У сержанта нашлись какие-то дела, с глубоким вздохом разочарования он выдернул из милицейской сумки бутылку, вслед ему донеслось:

— Ключ на том же месте, мы рыбачить пойдем.

Так и произошла встреча. Расстались мы на Ляйпцигерштрассе, было это 11 мая 1945 года. А 27 мая Костенецкий показал мне серый холмик за проволокой; сегодня же — 8 мая 1948-го. И ничего не осталось от прежнего приблатненного Алеши, он даже не рад был встрече, какую-то мелодию высвистал с разочарованием и насмешкой.

— Калтыгин… — начал было я, а он махнул рукой — знаю, мол.

— Опять в бегах?

— Свободный человек.

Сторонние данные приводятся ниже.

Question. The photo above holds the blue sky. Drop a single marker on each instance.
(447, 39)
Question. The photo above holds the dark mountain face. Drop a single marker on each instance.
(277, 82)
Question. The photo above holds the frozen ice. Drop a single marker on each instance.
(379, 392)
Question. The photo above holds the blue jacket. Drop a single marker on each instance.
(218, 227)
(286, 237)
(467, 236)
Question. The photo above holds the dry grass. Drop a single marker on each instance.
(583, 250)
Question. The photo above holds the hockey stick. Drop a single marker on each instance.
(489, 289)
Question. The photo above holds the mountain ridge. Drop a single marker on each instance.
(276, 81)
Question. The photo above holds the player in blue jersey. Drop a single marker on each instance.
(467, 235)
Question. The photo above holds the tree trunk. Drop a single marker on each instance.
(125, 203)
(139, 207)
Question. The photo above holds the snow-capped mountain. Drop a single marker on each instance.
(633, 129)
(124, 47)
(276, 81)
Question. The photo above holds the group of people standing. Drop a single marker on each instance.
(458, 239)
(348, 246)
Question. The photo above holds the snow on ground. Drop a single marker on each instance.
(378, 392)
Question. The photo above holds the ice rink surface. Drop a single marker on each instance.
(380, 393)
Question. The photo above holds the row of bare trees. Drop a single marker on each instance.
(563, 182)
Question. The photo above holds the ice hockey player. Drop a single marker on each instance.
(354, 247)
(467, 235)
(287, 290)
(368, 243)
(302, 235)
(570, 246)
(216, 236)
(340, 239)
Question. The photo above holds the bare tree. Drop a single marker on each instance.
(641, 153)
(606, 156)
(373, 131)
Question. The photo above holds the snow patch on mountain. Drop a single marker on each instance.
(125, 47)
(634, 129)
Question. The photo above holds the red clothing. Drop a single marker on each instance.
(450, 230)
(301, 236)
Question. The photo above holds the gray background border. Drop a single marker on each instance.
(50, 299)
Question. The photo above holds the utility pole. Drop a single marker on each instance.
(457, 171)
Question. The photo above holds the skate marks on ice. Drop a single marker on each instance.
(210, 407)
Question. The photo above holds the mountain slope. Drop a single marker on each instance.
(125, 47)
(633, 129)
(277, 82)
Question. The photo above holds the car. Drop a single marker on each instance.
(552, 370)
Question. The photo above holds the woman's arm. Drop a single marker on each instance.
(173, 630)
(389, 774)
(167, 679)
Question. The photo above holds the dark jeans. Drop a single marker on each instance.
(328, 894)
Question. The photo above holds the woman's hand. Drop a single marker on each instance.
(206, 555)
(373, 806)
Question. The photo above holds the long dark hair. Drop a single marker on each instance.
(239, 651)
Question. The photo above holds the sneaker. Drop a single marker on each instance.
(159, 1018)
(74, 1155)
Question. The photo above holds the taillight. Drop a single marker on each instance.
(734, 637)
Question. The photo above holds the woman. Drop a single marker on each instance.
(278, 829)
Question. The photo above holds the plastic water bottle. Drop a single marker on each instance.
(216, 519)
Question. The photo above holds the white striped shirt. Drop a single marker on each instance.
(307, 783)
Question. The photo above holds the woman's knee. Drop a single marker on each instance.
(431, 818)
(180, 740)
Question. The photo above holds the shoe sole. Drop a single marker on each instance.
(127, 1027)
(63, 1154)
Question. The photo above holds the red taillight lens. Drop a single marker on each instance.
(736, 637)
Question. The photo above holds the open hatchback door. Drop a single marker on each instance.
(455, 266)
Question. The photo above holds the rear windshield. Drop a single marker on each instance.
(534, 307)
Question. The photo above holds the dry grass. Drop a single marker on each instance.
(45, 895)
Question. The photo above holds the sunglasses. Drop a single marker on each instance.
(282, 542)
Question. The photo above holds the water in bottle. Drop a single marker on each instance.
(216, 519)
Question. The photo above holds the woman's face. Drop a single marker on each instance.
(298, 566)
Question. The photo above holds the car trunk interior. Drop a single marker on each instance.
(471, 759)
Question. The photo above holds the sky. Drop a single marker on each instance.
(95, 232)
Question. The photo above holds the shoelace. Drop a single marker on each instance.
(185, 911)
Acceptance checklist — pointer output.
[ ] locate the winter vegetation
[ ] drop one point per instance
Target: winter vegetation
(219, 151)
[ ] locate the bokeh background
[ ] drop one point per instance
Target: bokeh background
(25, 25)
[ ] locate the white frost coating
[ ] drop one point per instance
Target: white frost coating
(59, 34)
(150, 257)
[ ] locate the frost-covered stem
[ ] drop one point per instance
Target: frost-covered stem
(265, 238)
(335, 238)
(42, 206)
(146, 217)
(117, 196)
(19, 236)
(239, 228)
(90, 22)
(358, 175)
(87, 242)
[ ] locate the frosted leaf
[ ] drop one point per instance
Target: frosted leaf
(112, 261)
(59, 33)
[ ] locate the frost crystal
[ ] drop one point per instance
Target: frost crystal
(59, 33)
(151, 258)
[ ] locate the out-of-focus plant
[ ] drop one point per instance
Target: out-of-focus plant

Вольноотпущенник.

И такое случалось, как я слышал, такое и произошло. Сперва ему дали пятнадцать лет, потом отправили на шахту, где он сработал справку о полной инвалидности, а затем его сактировали, как это бывало с теми, кому лагерные врачи прочили смерть в ближайшие два-три месяца.

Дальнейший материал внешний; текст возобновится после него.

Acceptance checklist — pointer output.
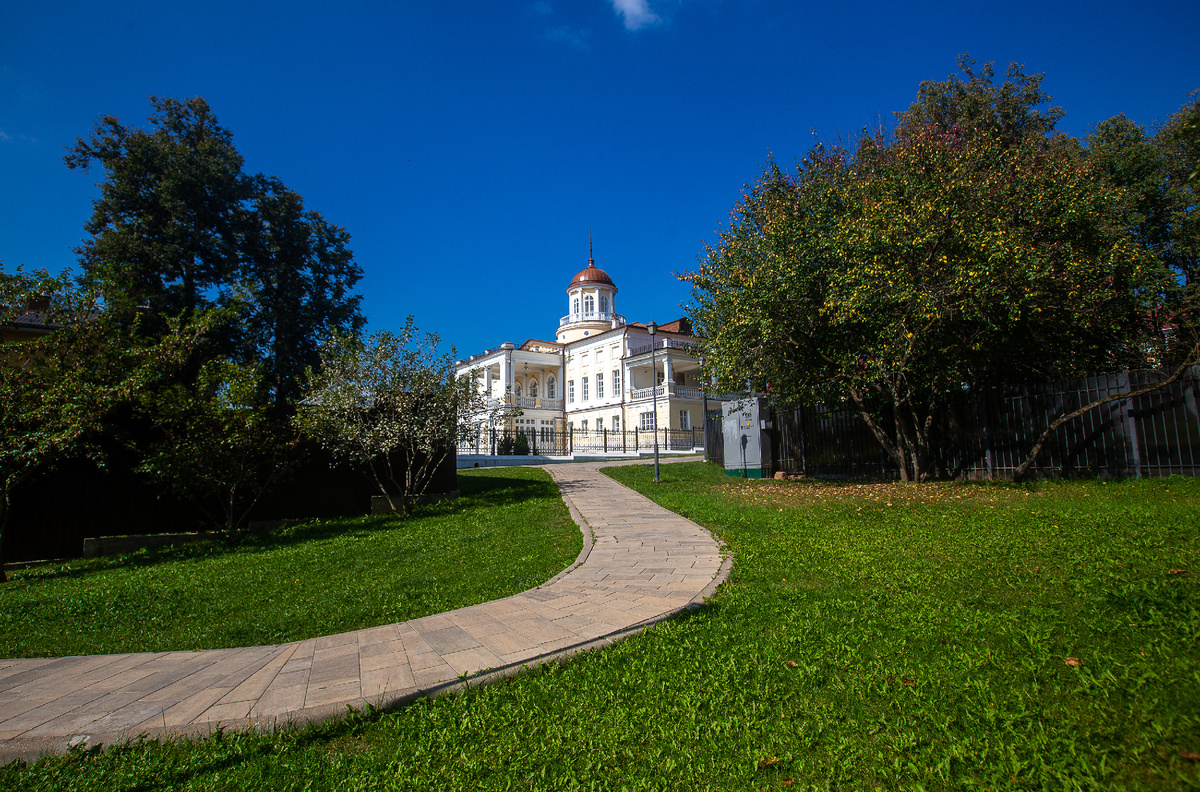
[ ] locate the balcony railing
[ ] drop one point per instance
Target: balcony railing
(665, 343)
(594, 316)
(526, 402)
(639, 394)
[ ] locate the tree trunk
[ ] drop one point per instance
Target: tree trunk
(1024, 468)
(4, 525)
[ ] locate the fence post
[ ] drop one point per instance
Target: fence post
(988, 445)
(1134, 438)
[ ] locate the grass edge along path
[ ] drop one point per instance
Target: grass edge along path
(870, 636)
(46, 703)
(508, 532)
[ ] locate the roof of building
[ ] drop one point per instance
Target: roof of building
(681, 327)
(591, 275)
(533, 343)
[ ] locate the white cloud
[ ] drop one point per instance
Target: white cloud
(636, 13)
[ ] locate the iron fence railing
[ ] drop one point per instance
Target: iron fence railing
(562, 443)
(989, 433)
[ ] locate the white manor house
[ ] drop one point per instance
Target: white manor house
(593, 388)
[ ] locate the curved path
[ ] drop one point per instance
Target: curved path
(640, 564)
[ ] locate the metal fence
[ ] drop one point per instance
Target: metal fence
(552, 443)
(990, 433)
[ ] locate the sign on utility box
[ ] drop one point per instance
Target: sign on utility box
(744, 424)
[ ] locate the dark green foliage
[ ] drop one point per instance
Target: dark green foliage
(1009, 112)
(180, 227)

В 1941 году он был старше меня по крайней мере на три года. Сейчас ему, по прошествии семи лет, можно было дать тридцать пять. Пропали ужимочки, лицо разучилось корчиться, с походкой что-то не то и не так: то ли нога припадает, то ли со зрением что… Но самое страшное — руки! Пальцы были скрючены и вывернуты, не сделать уже Алеше ни одной печати, не подделать подпись.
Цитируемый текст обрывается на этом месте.